Water-soluble arylazoisoxazoles are introduced as an additional scaffold to the existing arylazoheteroarenes and open the door for tailor-made properties in molecular and materials chemistry. They were found to combine excellent photochromic behavior with long thermal life times. Supramolecular aggregates were formed by host–guest interaction and gelation.

Abstract

Azoheteroarenes are emerging as powerful alternatives to azobenzene molecular photoswitches. In this study, water-soluble arylazoisoxazole photoswitches are introduced. UV/vis and NMR spectroscopy revealed moderate to very good photostationary states and reversible photoisomerization between the E- and Z-isomers over multiple cycles with minimal photobleaching.

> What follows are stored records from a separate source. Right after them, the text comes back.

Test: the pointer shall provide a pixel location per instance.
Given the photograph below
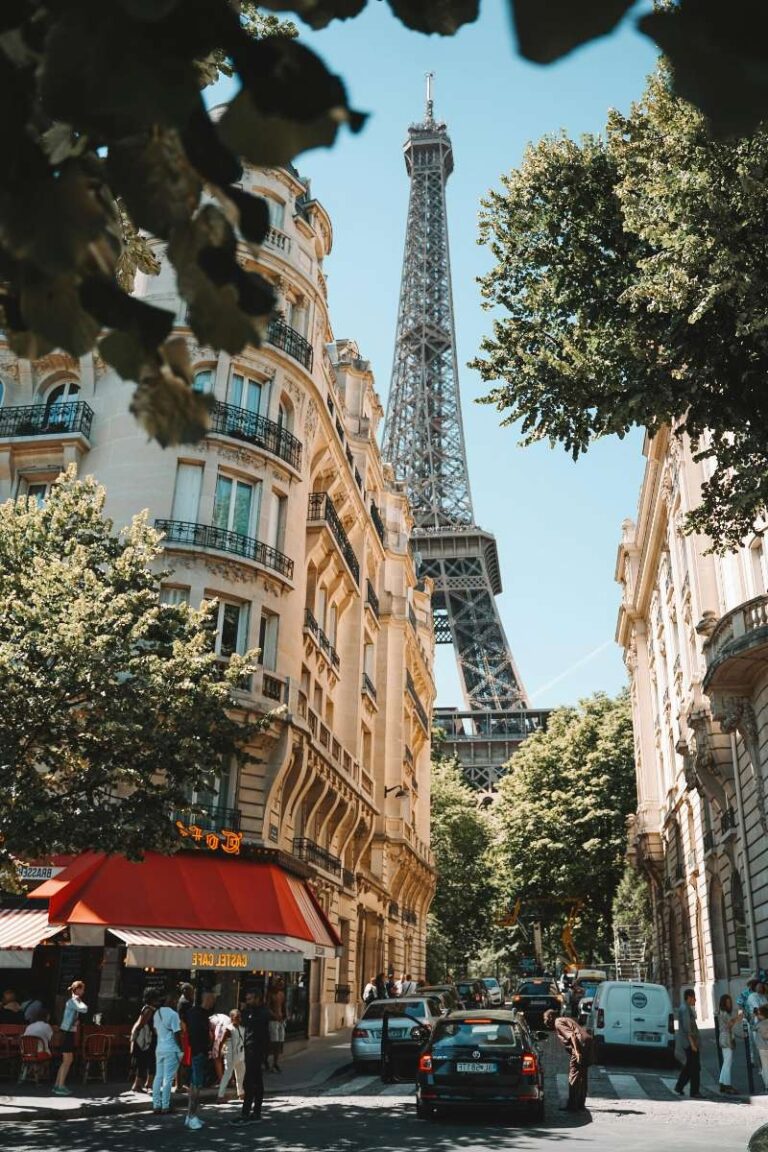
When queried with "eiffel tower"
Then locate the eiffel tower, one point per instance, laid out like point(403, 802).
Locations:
point(424, 441)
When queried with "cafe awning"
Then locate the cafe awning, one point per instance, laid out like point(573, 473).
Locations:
point(194, 893)
point(232, 952)
point(21, 931)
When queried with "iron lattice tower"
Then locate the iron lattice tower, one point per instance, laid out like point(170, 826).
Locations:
point(424, 439)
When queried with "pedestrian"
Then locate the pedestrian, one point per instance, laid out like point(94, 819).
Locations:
point(143, 1040)
point(761, 1041)
point(233, 1046)
point(686, 1047)
point(74, 1009)
point(276, 1008)
point(197, 1021)
point(256, 1045)
point(577, 1043)
point(727, 1021)
point(168, 1052)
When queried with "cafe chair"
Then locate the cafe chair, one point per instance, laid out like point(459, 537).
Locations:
point(35, 1059)
point(97, 1050)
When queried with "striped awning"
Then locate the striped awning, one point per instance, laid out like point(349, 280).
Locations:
point(21, 931)
point(233, 952)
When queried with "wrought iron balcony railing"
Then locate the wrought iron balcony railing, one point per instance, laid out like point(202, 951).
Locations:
point(228, 419)
point(208, 817)
point(378, 523)
point(290, 341)
point(371, 598)
point(320, 638)
point(417, 703)
point(46, 419)
point(206, 536)
point(313, 854)
point(321, 508)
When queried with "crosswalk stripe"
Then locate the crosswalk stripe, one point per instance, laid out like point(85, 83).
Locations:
point(349, 1088)
point(628, 1088)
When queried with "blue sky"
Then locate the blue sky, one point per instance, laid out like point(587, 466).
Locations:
point(556, 523)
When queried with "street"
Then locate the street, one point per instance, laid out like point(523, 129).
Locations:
point(629, 1108)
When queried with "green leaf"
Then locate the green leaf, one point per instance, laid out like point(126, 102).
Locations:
point(550, 29)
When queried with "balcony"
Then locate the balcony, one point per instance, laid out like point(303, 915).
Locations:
point(321, 508)
point(313, 628)
point(417, 703)
point(372, 599)
point(219, 539)
point(50, 421)
point(281, 335)
point(227, 419)
point(208, 817)
point(312, 854)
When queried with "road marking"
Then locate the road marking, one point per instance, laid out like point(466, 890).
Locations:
point(349, 1088)
point(626, 1088)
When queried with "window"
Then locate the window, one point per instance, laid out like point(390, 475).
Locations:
point(268, 639)
point(232, 628)
point(235, 505)
point(276, 212)
point(246, 393)
point(174, 596)
point(187, 492)
point(203, 380)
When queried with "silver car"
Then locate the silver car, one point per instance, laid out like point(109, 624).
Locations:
point(404, 1015)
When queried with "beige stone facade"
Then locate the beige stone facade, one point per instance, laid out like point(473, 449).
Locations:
point(693, 627)
point(284, 515)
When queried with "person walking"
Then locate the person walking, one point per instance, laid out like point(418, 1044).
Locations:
point(686, 1047)
point(276, 1008)
point(233, 1045)
point(74, 1009)
point(577, 1043)
point(727, 1021)
point(197, 1021)
point(256, 1045)
point(167, 1054)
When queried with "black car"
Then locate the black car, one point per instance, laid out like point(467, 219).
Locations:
point(480, 1058)
point(535, 997)
point(472, 993)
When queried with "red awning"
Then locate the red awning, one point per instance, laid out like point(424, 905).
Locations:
point(189, 891)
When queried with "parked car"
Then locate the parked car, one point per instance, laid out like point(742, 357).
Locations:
point(472, 993)
point(632, 1014)
point(495, 994)
point(447, 992)
point(533, 998)
point(489, 1059)
point(404, 1014)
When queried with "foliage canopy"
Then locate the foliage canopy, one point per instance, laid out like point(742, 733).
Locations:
point(632, 272)
point(114, 706)
point(105, 135)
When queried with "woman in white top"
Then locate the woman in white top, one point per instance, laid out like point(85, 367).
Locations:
point(233, 1046)
point(73, 1010)
point(167, 1027)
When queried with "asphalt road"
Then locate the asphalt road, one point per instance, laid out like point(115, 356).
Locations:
point(629, 1108)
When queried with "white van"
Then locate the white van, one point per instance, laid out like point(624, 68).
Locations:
point(632, 1014)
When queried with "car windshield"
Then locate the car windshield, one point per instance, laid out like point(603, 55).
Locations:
point(477, 1031)
point(395, 1008)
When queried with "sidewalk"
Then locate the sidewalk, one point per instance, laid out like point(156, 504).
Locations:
point(324, 1058)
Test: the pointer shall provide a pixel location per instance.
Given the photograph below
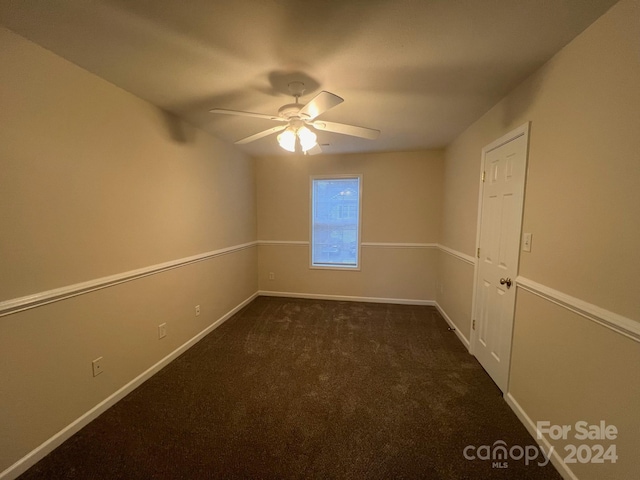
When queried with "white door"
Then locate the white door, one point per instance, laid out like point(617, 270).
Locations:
point(500, 223)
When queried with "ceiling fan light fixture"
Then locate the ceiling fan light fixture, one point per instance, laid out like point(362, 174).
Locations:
point(307, 139)
point(287, 140)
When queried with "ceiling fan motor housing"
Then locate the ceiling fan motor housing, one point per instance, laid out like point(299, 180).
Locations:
point(291, 111)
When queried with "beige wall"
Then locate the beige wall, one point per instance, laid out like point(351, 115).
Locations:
point(581, 205)
point(401, 203)
point(97, 182)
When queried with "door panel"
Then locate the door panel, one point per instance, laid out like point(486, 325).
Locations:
point(500, 225)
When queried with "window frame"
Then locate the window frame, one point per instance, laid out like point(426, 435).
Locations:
point(352, 268)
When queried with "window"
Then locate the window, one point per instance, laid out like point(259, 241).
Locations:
point(335, 221)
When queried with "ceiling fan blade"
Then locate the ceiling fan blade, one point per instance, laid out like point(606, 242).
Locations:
point(259, 135)
point(315, 150)
point(247, 114)
point(362, 132)
point(320, 104)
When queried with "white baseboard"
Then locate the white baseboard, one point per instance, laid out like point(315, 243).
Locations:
point(457, 331)
point(55, 441)
point(556, 459)
point(345, 298)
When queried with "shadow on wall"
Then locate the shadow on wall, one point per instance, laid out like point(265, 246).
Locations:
point(179, 131)
point(517, 104)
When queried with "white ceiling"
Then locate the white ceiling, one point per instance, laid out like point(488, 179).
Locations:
point(420, 71)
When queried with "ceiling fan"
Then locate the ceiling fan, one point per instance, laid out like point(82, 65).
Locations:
point(296, 120)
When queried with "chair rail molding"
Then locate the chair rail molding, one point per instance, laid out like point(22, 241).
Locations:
point(20, 304)
point(618, 323)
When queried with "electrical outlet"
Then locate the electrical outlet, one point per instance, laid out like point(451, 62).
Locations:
point(97, 366)
point(526, 242)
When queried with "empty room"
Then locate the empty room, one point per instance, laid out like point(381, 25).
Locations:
point(335, 239)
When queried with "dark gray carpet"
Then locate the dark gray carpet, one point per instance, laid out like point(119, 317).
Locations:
point(306, 389)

Several arylazoisoxazoles form host–guest complexes with β- and γ-cyclodextrin with significant differences in binding constants for each photoisomer as shown by isothermal titration calorimetry and NMR experiments, indicating their potential for photoresponsive host–guest chemistry in water. One carboxylic acid functionalized arylazoisoxazole can act as a hydrogelator, allowing gel properties to be manipulated reversibly with light. The hydrogel was characterized by rheological experiments, atom force microscopy and transmission electron microscopy. These results demonstrate that arylazoisoxazoles can find applications as molecular photoswitches in aqueous media.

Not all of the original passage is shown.